Problems: Most fish die, leaving one hardy species (usually Guppies or Platies) to populate the tank.
With no water changes, just topping off, the GH and KH (and therefore pH) are skyrocketing. The tap watering one case used for top off has more minerals than the plants are using. This happened to my tanks this summer, I was doing fewer water changes and more topping off, and my tap water is not very hard. (KH and GH around 5 degrees)

Answer to original Q: Each person has their own experiences with less than average filtration, even if only by accident, and will have a different answer for you. Filters or powerheads quit, and a tank may need to survive for several hours or a day or so until something can be worked out.

When this sort of problem happens to my tanks the fish are gasping at the surface suggesting that the circulation is providing the required oxygen. Circulation stops, and oxygen levels go down. I have air pumps that I can add immediately, and certainly I look into why the filter or PH has quit (or slowed)

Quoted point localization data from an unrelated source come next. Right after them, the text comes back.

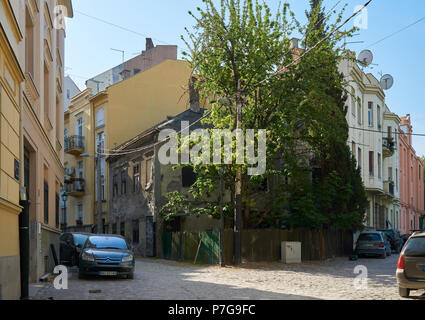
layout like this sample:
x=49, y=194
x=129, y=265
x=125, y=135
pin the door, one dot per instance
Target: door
x=415, y=258
x=150, y=237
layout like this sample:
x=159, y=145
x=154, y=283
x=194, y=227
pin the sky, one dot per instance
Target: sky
x=89, y=41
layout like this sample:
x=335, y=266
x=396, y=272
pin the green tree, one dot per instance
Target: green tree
x=238, y=52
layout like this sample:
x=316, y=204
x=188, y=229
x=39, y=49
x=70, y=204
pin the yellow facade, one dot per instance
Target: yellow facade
x=11, y=77
x=129, y=107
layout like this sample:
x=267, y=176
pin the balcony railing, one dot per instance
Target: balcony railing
x=388, y=146
x=75, y=187
x=74, y=144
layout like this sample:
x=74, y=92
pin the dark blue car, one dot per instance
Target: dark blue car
x=107, y=255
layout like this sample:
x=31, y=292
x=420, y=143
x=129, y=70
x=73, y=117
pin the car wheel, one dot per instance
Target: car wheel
x=404, y=293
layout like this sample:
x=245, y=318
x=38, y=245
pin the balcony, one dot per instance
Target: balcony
x=75, y=187
x=388, y=147
x=389, y=188
x=74, y=145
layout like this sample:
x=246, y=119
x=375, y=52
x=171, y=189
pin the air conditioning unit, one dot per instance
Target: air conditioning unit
x=291, y=252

I would not completely remove the filter, or even swap filters (new filter onto established tank, established filter onto new tank) without also removing some of the fish to the new tank. As good a job as the plants are doing at nitrogen removal there is still all the other things that the whole aquarium ecology is dealing with, and removing the well established microorganisms from the filter will disrupt this ecology.

As I noted above: I have had good results removing a maximum of 25% of the media from an established tank's filter. This is enough to jump-start the new tank, and not so much to stress the old tank.